I have a story I want to be true, involving RFK, Jr. providing that sort of service. Here he is putting mercury into national awareness; there he is putting the theft of a presidential election in front of the country. Go, Robert, go.
However - Farhad does exactly what he should, and we should - but many don't - want him to: pursues the truth.
Farhad is the skeptical analyst we need before rushing to judgement. He's doing a great job and deserves our thanks.
My one criticism is that he's so focused on answering the question, did the known problems change the result of the election (his answer remains that the evidence is lacking), that he puts little focus on the important fact that there IS significant wrongdoing by the republicans which is an important issue even if the result was not changed.

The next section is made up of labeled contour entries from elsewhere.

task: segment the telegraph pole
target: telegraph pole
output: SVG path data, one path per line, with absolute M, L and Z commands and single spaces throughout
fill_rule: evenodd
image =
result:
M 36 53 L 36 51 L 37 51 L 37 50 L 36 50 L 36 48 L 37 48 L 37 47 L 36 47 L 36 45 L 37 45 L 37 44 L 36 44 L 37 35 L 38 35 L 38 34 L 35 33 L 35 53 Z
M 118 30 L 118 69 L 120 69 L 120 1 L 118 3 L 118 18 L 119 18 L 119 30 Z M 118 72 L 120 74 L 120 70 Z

What's the story on Watergate: Nixon respects constitution, follows court order to hand over tapes, and resigns rather than creating a constitutional crisis to try to keep power; or, Nixon guilty of other abuses of power and lies?
Sure, Nixon defies Supreme Court or 2004 election stolen are the big headlines if true - but even without them, widespread republican fraud in 2004 or Nixon uses CIA to try to cover up underlings' burglery of democrats are still big stories.
Farhad does acknowledge wrongs by the republicans, but treats them as unimportant side notes.
That doesn't take away from the fact that he's doing the thankless, courageous analysis of the popular claims.
Thank you for providing that, Farhad.
It's too bad there isn't a way to lock Farhad, RFK, Jr.,Conyers researchers, Palast and others in a room long enough to hash out the issues to a quality consensus result. Sparring articles is pretty inefficient.